Фонд собирался по крупицам, от человека к человеку. Когда в его рядах оказалось свыше полусотни человек, он принял официальные очертания. С правлением, кассой взаимопомощи. Ветераны фонтанировали идеями, а основатель фонда, по сути, взвалив на себя обязанности ведущего менеджера, эти идеи материализовывал через спонсоров.
Не оказаться за бортом
Марат ставил в районе Каменного озера (есть такое чудное место за поселком Заречным) палатки и юрты, выпрашивал автобусы, собирал спортсменов и артистов, чтобы в погожий летний день уютное зеленое прибрежье стало и спортивной ареной, и концертным залом для ветеранов. Он возил их смотреть железорудные карьеры Рудного и золотоносные – Варваринки, шесть лет кряду возил в Астану, в том числе и на встречу с парламентариями. Из последних поездок минувшего ноября – улетная в Казань. В прямом смысле: подразделение «Иволги», компания «Авиа-Жайнар», специально выделило борт для трехдневной поездки ветеранов «Ата».
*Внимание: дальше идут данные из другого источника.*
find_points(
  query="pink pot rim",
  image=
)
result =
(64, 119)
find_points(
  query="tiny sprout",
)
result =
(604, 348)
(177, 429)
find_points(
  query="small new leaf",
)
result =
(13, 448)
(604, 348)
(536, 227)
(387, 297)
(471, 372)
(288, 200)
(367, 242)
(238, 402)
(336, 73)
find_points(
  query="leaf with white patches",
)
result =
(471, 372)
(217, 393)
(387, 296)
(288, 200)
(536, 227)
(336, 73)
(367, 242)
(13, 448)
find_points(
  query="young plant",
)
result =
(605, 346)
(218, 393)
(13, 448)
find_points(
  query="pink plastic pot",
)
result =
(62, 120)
Суть всех этих действий сводится к тому, чтобы ветераны, многие из которых физически слабы, не оказались за бортом жизни. Одно дело смотреть безвылазно телевизор, и совсем другое – выехать за пределы квартиры, самолично увидеть и почувствовать движение времени. Это не пафосные слова. Мозг человека, особенно та его часть, которая отвечает за нашу потребность воспринимать мир в адекватной ясности, часто не дружит с физиологией. Что поделаешь, это старость. Но с ее наступлением жизнь не кончается. Переключаешь скорость на пониженную и движешься дальше. За окном один ландшафт, независимо от того, в салоне кроссовера ты или в стареньких «Жигулях», молод ты или не очень.
Вот такая история. Она продолжается, подобно речке, текущей подо льдом. Незримо, но живо.